My name is Bimbo Olamide and for the next blogging moments, I shall be your Host. If your quite ready, lets get this ball rolling, shall we?!
This God above us is a very humorous God and He does as He pleases with us mortals. In His infinite wisdom and for His utmost delight, His creations comes in all manner of sizes, shapes, colors, temperaments, lengths, strengths, widths and aptitudes. My guess is He did this to ensure we humans can enjoy life and never be bored. This must be the reason why there exist the big, the small, the rich, the poor, the fat, the thin, the tall, the short, the beast and the beauty…and whatever your pedigree, you’re bound to fall into one of these categories.
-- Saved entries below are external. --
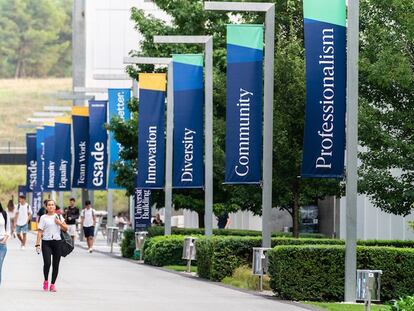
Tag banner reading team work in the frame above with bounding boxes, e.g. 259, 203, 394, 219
301, 0, 346, 178
108, 88, 131, 189
87, 101, 108, 190
26, 133, 37, 192
134, 188, 152, 232
225, 24, 263, 184
54, 117, 71, 191
137, 74, 166, 189
72, 107, 89, 189
173, 54, 204, 188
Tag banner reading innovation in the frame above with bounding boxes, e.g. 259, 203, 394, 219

After all, as they say, no one is perfect.
This INTRO brings me to the Subject above and I will elaborate further with my very own personal gist…
DIFFERENT STROKES FOR DIFFERENT FOLKS!
Some five years ago, I hit a milestone and as I looked at myself intensely in the mirror, it occurred to me that since I was 17, I’d maintained the same body weight line. OK, perhaps that to some may be good news but to me, it wasn’t especially when I needed to trend the latest ‘Aso Ebi’ and my Tailor had to exercise more patience than necessary in order to work me a perfect fit. I confess here and now that I got green eyed jealous whenever I saw at Events, Church and other public places Sisters with curvy bodies rocking their styles like goddesses.
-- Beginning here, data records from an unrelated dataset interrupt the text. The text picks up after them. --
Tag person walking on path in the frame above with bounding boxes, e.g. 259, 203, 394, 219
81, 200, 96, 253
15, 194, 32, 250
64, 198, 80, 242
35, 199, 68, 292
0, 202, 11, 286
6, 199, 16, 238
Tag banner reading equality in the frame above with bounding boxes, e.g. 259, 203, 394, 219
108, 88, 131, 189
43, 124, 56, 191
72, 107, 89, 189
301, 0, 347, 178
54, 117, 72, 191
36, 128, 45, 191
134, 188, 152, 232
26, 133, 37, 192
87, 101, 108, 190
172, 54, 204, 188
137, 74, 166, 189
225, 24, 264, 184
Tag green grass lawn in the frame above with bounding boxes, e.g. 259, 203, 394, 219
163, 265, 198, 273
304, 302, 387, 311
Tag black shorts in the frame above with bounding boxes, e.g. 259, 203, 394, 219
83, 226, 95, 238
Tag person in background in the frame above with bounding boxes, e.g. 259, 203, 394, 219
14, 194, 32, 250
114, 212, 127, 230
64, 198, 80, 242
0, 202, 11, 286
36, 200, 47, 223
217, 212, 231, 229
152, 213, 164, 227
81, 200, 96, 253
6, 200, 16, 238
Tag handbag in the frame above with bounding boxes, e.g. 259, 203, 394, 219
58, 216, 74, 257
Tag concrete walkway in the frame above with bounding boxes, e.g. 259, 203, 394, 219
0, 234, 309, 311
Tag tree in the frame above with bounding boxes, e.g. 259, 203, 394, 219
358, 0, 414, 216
I tell the truth and I lie not, I had a feeling like God was sometimes unfair. Why would He endow one gal with lusciousness meant for ten grown women?!
I couldn’t tell why but I didn’t enjoy anymore this never ending teenager’s bodily structure I was stuck in. Even a trip to the Doc that said I was good couldn’t undo this “un-nice” feeling I had about my body. A few questions here and there and I got on an appetite enhancer desperately gaming for a 10 kg increase from my 50 kg. Oh dear, how I so failed! Nothing I did bought me even a kg extra. Was I mad at myself?! Yes I was!
As the years rolled by, I accepted the fate that I was born thin!!! I can’t explain how infuriated I got when I complained to close pals only to hear how lucky I was to have what others were dying to have! Really?!
Its five years after and I have even prayed and begged God to approve me 5 kg since He didn’t have 10 to spare and He’s not listening to me at all on that subject! And I have had an earful of how peeps are looking for what I have while I’m doing appetite enhancers to have what they want! Mehnn, isn’t life fun and funny!!!
Resigned to living in this body I cant do nothing about, and just for your ears only…I now wear every thing padded!!! lol!!!
Irony is truly when a thin gal like me is now writing for a Plus Size Blog…right?!
I may not understand your struggles, but I know what it means not to like your own body and do all sorts to change and fail and then give up and go back to the very beginning of liking what you’ve got and treating it well.
I like Sisters who are full, they fit into their clothes like they live in it.
I like Sisters who are chubby, they smile with their heart.
I like Sisters who are big, they are stand out in any gathering.
I like Sisters who are plus, they are beautiful, not seen any ugly one yet.
I like Sisters who we call f*t, they don’t have to do padded bras and hips and bum!
Its your turn, lets hear why you like you as being Plus size.